Over the last two years Zika virus has emerged as one of the major global health threats. Even though the virus has been known since 1947, when it was first isolated from a rhesus monkey in Zika forest in Uganda, only recently has it become a major research interest. Generally, Zika virus infections in healthy individuals are quite mild, with a few non-specific symptoms, which is why for the most part the interest in Zika was more a scientific curiosity than a treatment necessity. However, when the first reports from Brazil in 2015 noted the links between neurological abnormalities and Zika virus infections, scientists have rushed to study and better understand this once-ignored virus. We now know that, if the Zika virus crosses the placenta in a pregnant mother, it can cause microcephaly in newborns. In addition, in some rare instances, adults infected with Zika can acquire the Guillain–Barré syndrome, a condition where a person’s immune system starts attacking its own nerve cells.
In the light of the recent Zika outbreak and spread, a lot of attention has been focused on developing a vaccine against the virus. While there’s still no vaccine available, the process for its development is somewhat speedier, due to the knowledge that we have about the related viruses. Zika belongs to the flavivirus genus, the same group also includes Dengue, Yellow fever, West Nile and Japanese encephalitis viruses. Vaccines for several flaviviruses have already been approved for human use and similar platforms are now being used to develop vaccines against Zika as well.
A recent study published in the journal Nature presents a Zika vaccine that is based on an mRNA molecule. mRNAs, or messenger RNAs, are molecules in cells that carry the messages telling what kind of proteins a cell should be making. An mRNA is recognised by the ribosomes in the cells, which read the mRNA nucleotide sequence and produce the encoded protein. Zika virus, like all other viruses, relies on cellular machinery to make its proteins. The genome of Zika virus is essentially one big mRNA, which the virus packages into the newly made particles. The mRNA that the scientists used to make the vaccine, however, is not an exact copy of Zika’s genome. Instead, the mRNA codes for only two viral proteins- the premembrane protein and an envelope protein. Expressing these two proteins inside a cell from the mRNA is sufficient to make structures that look almost identical to the virus particle itself. Just like the virus, the virus-like particles are released from a cell and can be detected by the immune system. Once the particles are recognised the immune system mounts a response, which should ultimately lead to a development of a long-term immune memory that would protect the individual from an infection with a real virus later on. The study published in Nature showed that mice vaccinated with the mRNA vaccine were protected from Zika infection even 20 weeks after the vaccination. The mice produced high levels of antibodies in their blood, which were able to neutralise the virus and just a single vaccination with mRNA vaccine was sufficient to provide the protection.
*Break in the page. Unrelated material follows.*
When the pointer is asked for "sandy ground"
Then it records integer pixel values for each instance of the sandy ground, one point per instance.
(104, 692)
While mouse models are important for initial studies, they do not always reflect the disease progression in humans. For example, number of immune-competent mouse strains infected with Zika quickly clear the virus and do not develop the pathologies seen in humans. The Nature study, therefore, also tested the mRNA vaccine in non-human primates- rhesus macaques. Like in mice the vaccine was able to protect the macaques from the virus challenge at least 5 weeks post vaccination. Only one vaccinated animal showed some signs of viral infection, but all mice in the non-vaccinated control group developed a viraemia.
The mRNA vaccine is just one of many vaccine candidates being developed for the Zika virus. A similar vaccine encoding the premembrane and the envelope proteins but based on a DNA molecule rather than RNA has also recently been made. While the DNA vaccine is already in a phase 1 clinical trial, in primate studies it required higher doses vaccination than the mRNA-based approach. In addition, after just one immunisation the mRNA vaccine led to greater neutralising antibody titres in primates than two immunisations with the DNA vaccine. Other vaccines that use adenovirus vectors and inactivated Zika virus particles, are also progressing through clinical trials.
There are still many challenges left until Zika vaccine is available for use to the people living in endemic areas As Zika infection is often asymptomatic or the symptoms are common to many other health problems, it is not trivial to diagnose Zika infection. Also, many flaviviruses can be found in the same areas as Zika. As the flaviviruses tend to have quite similar proteins many lab tests used to diagnose infection cross-react between the flaviviruses, making it difficult to distinguish which virus is responsible for the infection. Another pressing issue is perhaps the ability of antibodies against one flavivirus to enhance the infection of another virus. The so-called antibody dependent enhancement has been extensively described for Dengue virus, but some studies have also observed that antibodies against Dengue can enhance Zika virus infection. These observations still require a better evaluation, but it is important to understand these possible cross-reactive interactions when considering a wide-range vaccination campaign for the people living in the areas where other flaviviruses are endemic.
Pardi N et al. (2017). Zika virus protection by a single low-dose nucleoside-modified mRNA vaccination. Nature PMID: 28151488
Dowd, Kimberly A., et al. “Rapid development of a DNA vaccine for Zika virus.” Science (2016).
Barouch, Dan H., et al. “Prospects for a Zika Virus Vaccine”. Immunity, (2017).